Massiv: Ändern tut sich erstmal nichts, wenn sie uns als Land anerkennen, aber es ist in jedem Fall ein Zeichen an die Welt: Hallo, wir sind jetzt offiziell da, uns gibt es! Es ist schon schade, dass wir darum kämpfen müssen, dass es uns gibt, dass man uns nicht akzeptiert, denn vor 50 Jahren war es unser Land und wir haben alle zusammen da gelebt. Ich denke die einzige Lösung ist, dass wir alle zusammen leben und das es schon fast normal ist, dass wir beide ein Land haben.

rap.de: Meinst du, ein gemeinsamer Staat wäre realistisch?

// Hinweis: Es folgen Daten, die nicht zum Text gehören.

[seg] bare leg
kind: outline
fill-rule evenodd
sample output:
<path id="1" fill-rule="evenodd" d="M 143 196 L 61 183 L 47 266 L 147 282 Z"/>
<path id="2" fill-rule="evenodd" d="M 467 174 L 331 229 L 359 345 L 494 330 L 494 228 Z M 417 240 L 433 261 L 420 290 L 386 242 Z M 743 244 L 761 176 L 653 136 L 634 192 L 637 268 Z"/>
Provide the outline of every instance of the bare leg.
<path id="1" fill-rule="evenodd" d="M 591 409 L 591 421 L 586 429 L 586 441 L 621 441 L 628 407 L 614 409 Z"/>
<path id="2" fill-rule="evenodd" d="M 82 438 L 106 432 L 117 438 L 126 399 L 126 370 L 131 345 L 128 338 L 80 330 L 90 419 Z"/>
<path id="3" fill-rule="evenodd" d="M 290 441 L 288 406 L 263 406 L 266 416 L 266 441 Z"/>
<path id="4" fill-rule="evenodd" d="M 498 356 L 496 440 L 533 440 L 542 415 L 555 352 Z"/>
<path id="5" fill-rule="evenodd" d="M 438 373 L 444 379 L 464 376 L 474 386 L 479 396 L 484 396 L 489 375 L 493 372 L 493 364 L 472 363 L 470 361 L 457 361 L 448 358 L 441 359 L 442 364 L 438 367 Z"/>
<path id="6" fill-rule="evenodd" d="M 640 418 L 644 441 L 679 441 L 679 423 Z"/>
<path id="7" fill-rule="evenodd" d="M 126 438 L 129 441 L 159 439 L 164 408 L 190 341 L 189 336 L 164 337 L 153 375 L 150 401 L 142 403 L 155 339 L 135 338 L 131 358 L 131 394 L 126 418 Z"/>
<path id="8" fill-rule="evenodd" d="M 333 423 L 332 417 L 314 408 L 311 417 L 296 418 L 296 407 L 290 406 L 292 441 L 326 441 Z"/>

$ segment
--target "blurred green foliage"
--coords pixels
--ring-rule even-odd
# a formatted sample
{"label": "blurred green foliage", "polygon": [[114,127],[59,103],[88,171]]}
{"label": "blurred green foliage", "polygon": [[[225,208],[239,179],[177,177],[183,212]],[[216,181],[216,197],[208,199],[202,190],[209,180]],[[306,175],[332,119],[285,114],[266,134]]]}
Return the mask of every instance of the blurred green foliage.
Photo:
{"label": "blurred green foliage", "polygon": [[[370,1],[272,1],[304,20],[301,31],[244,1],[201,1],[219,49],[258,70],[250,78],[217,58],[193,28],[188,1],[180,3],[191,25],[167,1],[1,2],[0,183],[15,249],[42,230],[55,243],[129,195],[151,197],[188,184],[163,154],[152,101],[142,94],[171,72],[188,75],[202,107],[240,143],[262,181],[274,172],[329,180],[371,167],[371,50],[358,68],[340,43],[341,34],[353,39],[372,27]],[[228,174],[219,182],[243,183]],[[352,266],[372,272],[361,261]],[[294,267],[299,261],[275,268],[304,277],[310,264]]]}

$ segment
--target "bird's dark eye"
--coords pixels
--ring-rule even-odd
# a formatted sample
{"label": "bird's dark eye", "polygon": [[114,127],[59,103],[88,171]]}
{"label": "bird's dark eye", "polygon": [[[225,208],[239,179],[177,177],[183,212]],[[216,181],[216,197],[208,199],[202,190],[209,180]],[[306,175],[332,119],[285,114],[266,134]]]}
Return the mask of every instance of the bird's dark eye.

Massiv: Eigentlich ist die einzige Lösung, dass alles ein Staat wird, aber wer gibt seine Fahne her? Das ist das heiligste Land der Welt und so viel Blut, wie wir vergossen haben, kannst du nicht vergessen, das ist ein unendlicher Krieg. Ein Ende zu finden geht nicht, weil keiner einen Schritt zurückgeht. Uns wurde einfach zu viel weggenommen. Ich war ja zwei Wochen in Palästina, jeden Tag reißen die hier zwei Häuser weg, da vier Häuser weg. Das kann man hier in Deutschland gar nicht nachvollziehen. Die Leute stehen vor 10 Meter hohen Mauern, dürfen in manchen Ortsteilen ab 6 Uhr nicht mehr raus und müssen teilweise bis zur Arbeitsstelle 3 Stunden hin und 3 Stunden zurück fahren, weil sie bei Hin und Rückfahrt jeweils bei verschiedenen Checkpoints bei 40 Grad im Schatten eine halbe Stunde warten müssen und ihr Maul nicht aufmachen dürfen.